I have Nginx log files and Akamai log files that do not have any specific encoding for the requests they write, that I need to process and store the data in the database as UTF-8. In most cases, interpreting each line as UTF-8 creates a line with valid encoding, but sometimes it is not.

I want to ask Ruby to try different encodings for each line to find the correct and probable (but, of course, not guaranteed) correctness.

Unsuccessful attempt

I originally wrote the following code:

 def guess_encoding( str, result='utf-8', *encodings ) # Try every encoding if none were passed in encodings = Encoding.list if encodings.empty? # Keep forcing a new encoding until we find one that is valid unless encodings.find{ |e| str.force_encoding(e) && str.valid_encoding? } raise "None of the supplied encodings was valid" end # Convert from the valid encoding to the desired, replacing 'bad' characters str.encode(result, invalid: :replace, undef: :replace) end

The problem is that the very first encoding in Encoding.list is ASCII-8BIT , which is valid for all byte streams. Thus, if I use my code above and call s2 = guess_encoding(s) , the result is the string for my three-byte double-arrow character above.

Finally, question (s)

What order should the encodings be checked to ensure the maximum probability that the first valid_encoding? will be right? Which generic encodings are the most fun with respect to the bytes used, so I have to try them first, and which generic encodings are completely permissive, so should I try them last?

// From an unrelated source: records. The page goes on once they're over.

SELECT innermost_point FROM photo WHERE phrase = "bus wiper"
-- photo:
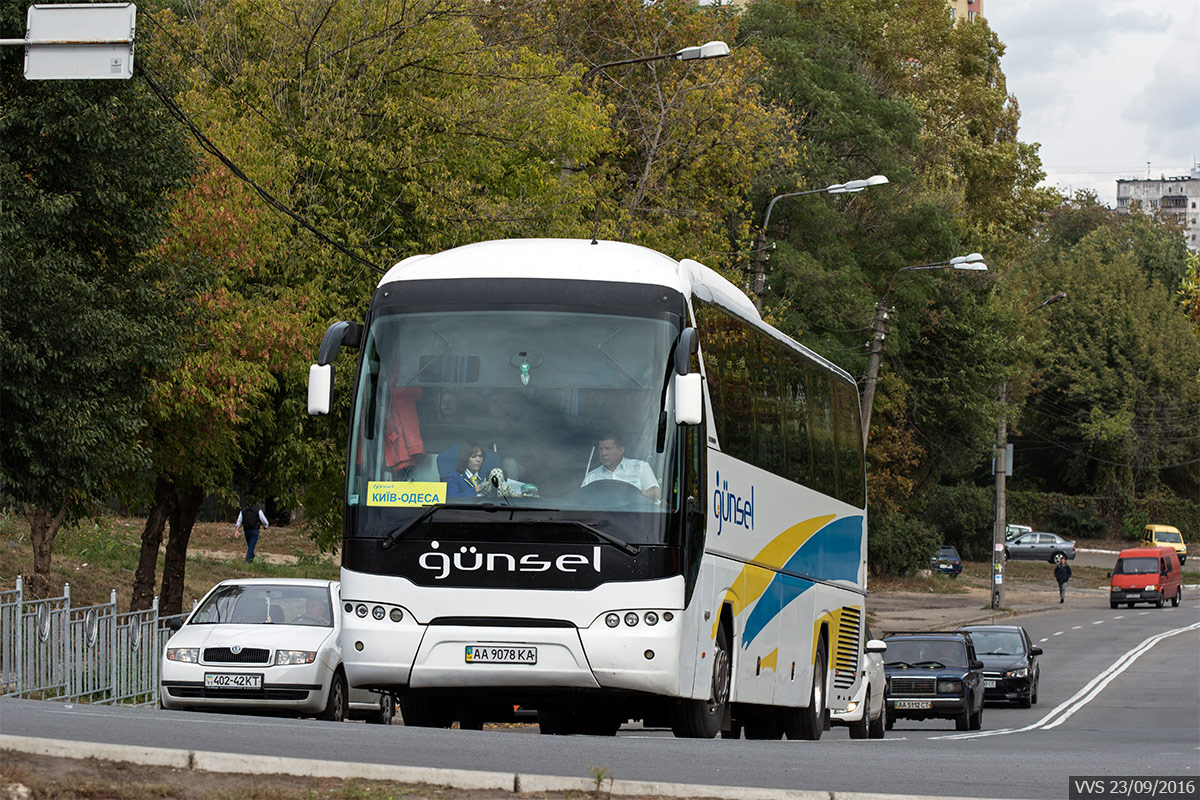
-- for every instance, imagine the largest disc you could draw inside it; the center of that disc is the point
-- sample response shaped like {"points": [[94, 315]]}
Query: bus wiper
{"points": [[390, 540], [619, 543]]}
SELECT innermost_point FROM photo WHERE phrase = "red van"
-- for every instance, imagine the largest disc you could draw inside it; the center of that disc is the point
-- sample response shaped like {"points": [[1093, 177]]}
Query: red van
{"points": [[1146, 575]]}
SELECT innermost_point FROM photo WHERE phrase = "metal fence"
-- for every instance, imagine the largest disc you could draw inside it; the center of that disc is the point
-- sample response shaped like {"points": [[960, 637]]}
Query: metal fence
{"points": [[49, 650]]}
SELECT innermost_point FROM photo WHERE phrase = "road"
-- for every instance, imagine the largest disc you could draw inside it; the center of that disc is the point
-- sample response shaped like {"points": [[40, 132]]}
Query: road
{"points": [[1091, 720]]}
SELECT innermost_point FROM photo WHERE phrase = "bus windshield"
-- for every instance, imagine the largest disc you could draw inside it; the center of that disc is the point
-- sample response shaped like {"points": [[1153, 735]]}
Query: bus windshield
{"points": [[528, 408]]}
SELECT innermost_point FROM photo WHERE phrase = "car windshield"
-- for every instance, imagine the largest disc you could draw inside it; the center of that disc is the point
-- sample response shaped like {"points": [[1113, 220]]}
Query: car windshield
{"points": [[999, 643], [1137, 565], [918, 653], [265, 605]]}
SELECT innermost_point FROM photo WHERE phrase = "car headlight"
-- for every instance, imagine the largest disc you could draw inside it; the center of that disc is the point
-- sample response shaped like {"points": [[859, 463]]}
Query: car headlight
{"points": [[187, 655], [291, 657]]}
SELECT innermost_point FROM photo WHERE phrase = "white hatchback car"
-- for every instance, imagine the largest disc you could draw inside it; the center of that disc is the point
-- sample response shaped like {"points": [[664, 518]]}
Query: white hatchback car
{"points": [[867, 715], [265, 644]]}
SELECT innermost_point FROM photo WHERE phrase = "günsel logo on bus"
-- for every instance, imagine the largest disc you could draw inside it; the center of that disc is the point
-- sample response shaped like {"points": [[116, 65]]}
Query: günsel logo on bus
{"points": [[731, 507], [471, 559]]}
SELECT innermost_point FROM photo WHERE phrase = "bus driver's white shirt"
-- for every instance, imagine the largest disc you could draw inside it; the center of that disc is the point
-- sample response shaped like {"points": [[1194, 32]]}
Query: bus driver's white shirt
{"points": [[629, 470]]}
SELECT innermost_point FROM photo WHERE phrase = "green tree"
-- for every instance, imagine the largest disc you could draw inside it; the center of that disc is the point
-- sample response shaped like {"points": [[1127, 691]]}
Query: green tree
{"points": [[1117, 396], [87, 170]]}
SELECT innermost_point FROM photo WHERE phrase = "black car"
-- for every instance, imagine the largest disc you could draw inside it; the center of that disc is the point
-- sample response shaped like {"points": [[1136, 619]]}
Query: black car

Are there any other heuristics that I should use in assuming correctness? (Most likely it will be correct if a particular encoding results in fewer characters than the other?)

+4

ruby encoding

Phrogz Feb 13 '12 at 18:09

source share

3 answers

If your code can run on a unix / linux machine, filemagic may work well for you.

 gem install ruby-filemagic

This is most useful as a tool to determine the encoding of the entire file, which can then be used for all lines in the file. The following should help you get started with it:

 $ irb irb(main):001:0> require 'filemagic' => true irb(main):002:0> fm = FileMagic.new => #<FileMagic:0x7fd4afb0> irb(main):003:0> fm.file('afile.zip') => "Zip archive data, at least v2.0 to extract" irb(main):004:0>

+1

James Feb 13 '12 at 18:53

source share

When I was writing spiders, I always started with ISO-8859-1 and then with Win-1252. The difference between them is small, so either should be suitable in most cases. My reason for these first two, I think you are most likely to come across them.

If something doesn’t match these, then I would just use iconv to convert it to UTF-8, or split the diacritical accents so that it is visually similar to what we expected to see, and continue.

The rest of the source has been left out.